Thursday, September 29

The Jagged Edge

Nelson, my nemesis, caught me filing my thumbnail at work the other day. I had jammed my thumb while reaching for a soy crisp that was falling off my desk and created a painfully jagged nail. I was smoothing it out with an emery board when Nelson stuck his head in the doorway of my office.

“How about some lunch… Hey, what’s the matter? Broke a nail?”

“No, I didn’t break a nail. I jammed my thumb reaching for a…” I didn’t want to admit liking soy crisps to Nelson so I said, “…beef jerky.”

“And you broke a nail doing that?”

“It just cracked a little. It needs to be smoothed out is all.”

“What you got there, Jim? Emery board? I could see how that would handle a lady's nails, but I’d think a man would need something stronger. Just goes to show you.”

Although the emery board had done a fine job smoothing the edge of my thumbnail (and buffed it to a very attractive sheen, I might add) I couldn’t let his comment go unchallenged.

“This is just an emergency fix. When I get home I’ll have to go over it with a..., uh..., belt sander or something.”
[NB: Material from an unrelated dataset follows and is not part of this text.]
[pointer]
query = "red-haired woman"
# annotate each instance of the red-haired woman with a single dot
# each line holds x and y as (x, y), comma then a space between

"You know, if your nails are fragile..."

"They are NOT fragile! I just..."

"...you should try getting more calcium in your diet. Quit eating that beef jerky all the time."

"What should I eat, then?"

"Oh, lots of foods have calcium. Hey, I know! You ever heard of soy crisps?"

2 comments:

happyandblue2 said...

LOL. Great story. The things we men have to do to protect our masculinity..

chosendaughter said...

Ha! How annoying is that guy? Run the belt sander over his head!